Der Kern von der Andromedagalaxie
Ausschnitt aus dem POSS (30 x 30′)
Quelle: Digitized Sky Survey


Das Röntgen Observatorium Chandra hat 1999 den Kern von M 31 fotografiert. Die Aufnahme zeigt über 100 Röntgenquellen und eine davon sitzt im Kern genau an der Stelle wo das Schwarze Loch vermutet wird.



Weiterhin besitzt M 31 einen Doppelkern. Auch dies deutet stark darauf hin, daß die Andromedagalaxie vor langer Zeit mit einer anderen Galaxie kollidiert ist. Nach den heutigen Erkenntnisse wurde M 31 aus der Kollision zwei massereicher Galaxien gebildet.

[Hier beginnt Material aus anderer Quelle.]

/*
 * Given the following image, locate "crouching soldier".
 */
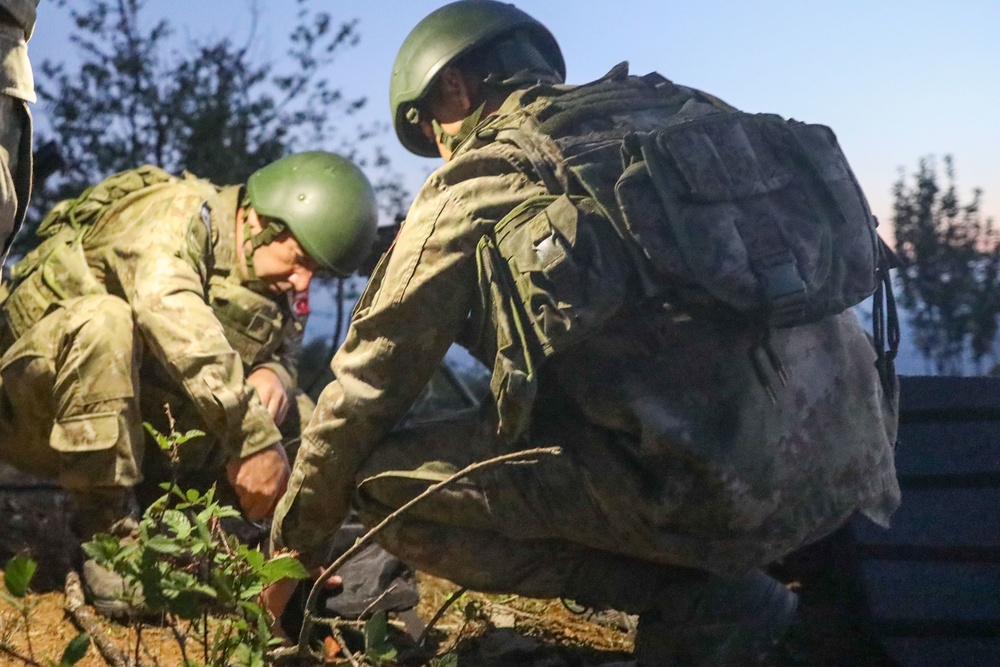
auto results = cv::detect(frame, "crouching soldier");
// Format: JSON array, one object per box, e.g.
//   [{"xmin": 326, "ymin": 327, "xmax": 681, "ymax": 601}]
[
  {"xmin": 0, "ymin": 152, "xmax": 377, "ymax": 615},
  {"xmin": 267, "ymin": 0, "xmax": 899, "ymax": 667}
]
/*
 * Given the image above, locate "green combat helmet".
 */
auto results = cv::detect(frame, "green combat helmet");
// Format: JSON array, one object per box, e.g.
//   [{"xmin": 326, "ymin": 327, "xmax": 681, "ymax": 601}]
[
  {"xmin": 247, "ymin": 151, "xmax": 378, "ymax": 276},
  {"xmin": 389, "ymin": 0, "xmax": 566, "ymax": 157}
]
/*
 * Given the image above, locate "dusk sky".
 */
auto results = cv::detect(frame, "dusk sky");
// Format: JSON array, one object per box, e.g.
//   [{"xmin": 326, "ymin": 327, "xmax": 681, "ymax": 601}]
[
  {"xmin": 30, "ymin": 0, "xmax": 1000, "ymax": 374},
  {"xmin": 30, "ymin": 0, "xmax": 1000, "ymax": 228}
]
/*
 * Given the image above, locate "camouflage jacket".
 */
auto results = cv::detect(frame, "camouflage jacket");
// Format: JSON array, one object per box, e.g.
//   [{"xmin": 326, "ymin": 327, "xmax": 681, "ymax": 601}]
[
  {"xmin": 272, "ymin": 68, "xmax": 899, "ymax": 569},
  {"xmin": 0, "ymin": 0, "xmax": 38, "ymax": 102},
  {"xmin": 4, "ymin": 177, "xmax": 303, "ymax": 456}
]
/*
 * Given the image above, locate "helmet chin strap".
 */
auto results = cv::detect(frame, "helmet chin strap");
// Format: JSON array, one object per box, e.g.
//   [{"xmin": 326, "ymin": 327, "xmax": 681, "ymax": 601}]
[
  {"xmin": 242, "ymin": 198, "xmax": 288, "ymax": 282},
  {"xmin": 431, "ymin": 102, "xmax": 486, "ymax": 158}
]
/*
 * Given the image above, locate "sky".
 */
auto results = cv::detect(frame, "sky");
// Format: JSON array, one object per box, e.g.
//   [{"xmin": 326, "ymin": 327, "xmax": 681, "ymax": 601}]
[
  {"xmin": 30, "ymin": 0, "xmax": 1000, "ymax": 235},
  {"xmin": 30, "ymin": 0, "xmax": 1000, "ymax": 373}
]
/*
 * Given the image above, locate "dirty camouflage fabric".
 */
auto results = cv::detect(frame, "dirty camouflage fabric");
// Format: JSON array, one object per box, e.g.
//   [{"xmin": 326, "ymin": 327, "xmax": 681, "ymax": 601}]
[
  {"xmin": 272, "ymin": 66, "xmax": 899, "ymax": 596},
  {"xmin": 0, "ymin": 178, "xmax": 290, "ymax": 489},
  {"xmin": 0, "ymin": 0, "xmax": 38, "ymax": 265}
]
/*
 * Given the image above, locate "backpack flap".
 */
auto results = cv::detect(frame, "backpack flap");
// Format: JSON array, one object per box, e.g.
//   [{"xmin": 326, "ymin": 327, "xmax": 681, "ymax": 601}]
[{"xmin": 616, "ymin": 110, "xmax": 876, "ymax": 326}]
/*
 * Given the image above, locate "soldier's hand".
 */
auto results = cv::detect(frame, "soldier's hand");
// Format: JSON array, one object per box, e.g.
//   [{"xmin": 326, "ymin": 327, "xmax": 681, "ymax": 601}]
[
  {"xmin": 247, "ymin": 368, "xmax": 288, "ymax": 426},
  {"xmin": 260, "ymin": 568, "xmax": 344, "ymax": 643},
  {"xmin": 226, "ymin": 444, "xmax": 291, "ymax": 521}
]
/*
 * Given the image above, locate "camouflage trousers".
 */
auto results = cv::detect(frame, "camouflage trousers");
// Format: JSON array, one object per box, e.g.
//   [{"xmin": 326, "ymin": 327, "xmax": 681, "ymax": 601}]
[
  {"xmin": 356, "ymin": 404, "xmax": 784, "ymax": 617},
  {"xmin": 0, "ymin": 295, "xmax": 313, "ymax": 495},
  {"xmin": 0, "ymin": 295, "xmax": 143, "ymax": 491}
]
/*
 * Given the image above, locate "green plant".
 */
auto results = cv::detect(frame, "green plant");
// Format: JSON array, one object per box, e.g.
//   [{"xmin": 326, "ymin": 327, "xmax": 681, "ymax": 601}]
[
  {"xmin": 0, "ymin": 554, "xmax": 90, "ymax": 667},
  {"xmin": 83, "ymin": 419, "xmax": 308, "ymax": 667}
]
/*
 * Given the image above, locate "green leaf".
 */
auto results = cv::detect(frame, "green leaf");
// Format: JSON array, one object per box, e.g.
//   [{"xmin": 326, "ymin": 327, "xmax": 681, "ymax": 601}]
[
  {"xmin": 146, "ymin": 535, "xmax": 183, "ymax": 556},
  {"xmin": 3, "ymin": 554, "xmax": 38, "ymax": 598},
  {"xmin": 365, "ymin": 611, "xmax": 396, "ymax": 661},
  {"xmin": 59, "ymin": 632, "xmax": 90, "ymax": 667},
  {"xmin": 257, "ymin": 554, "xmax": 309, "ymax": 584},
  {"xmin": 163, "ymin": 510, "xmax": 191, "ymax": 540}
]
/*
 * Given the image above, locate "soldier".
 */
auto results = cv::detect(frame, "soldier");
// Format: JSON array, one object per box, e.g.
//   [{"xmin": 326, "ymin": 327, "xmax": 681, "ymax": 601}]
[
  {"xmin": 0, "ymin": 0, "xmax": 38, "ymax": 267},
  {"xmin": 267, "ymin": 0, "xmax": 899, "ymax": 667},
  {"xmin": 0, "ymin": 152, "xmax": 377, "ymax": 615}
]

M 31 besitzt zwei kleine Begleitgalaxien: M 32 und NGC 205, beides elliptische Galaxien. M 32 ist dabei die größere und hellere von beiden. Mit einem Spiegelteleskop ab 15 cm Öffnung kann man die beiden Begleiter bereits als schwache Lichtflecken am Rande von M 31 sehen.


begleiter.jpg

Die beiden Begeleiter der Andromedagalaxie

M 32 und NGC 205, zwei kleine elliptische Galaxien.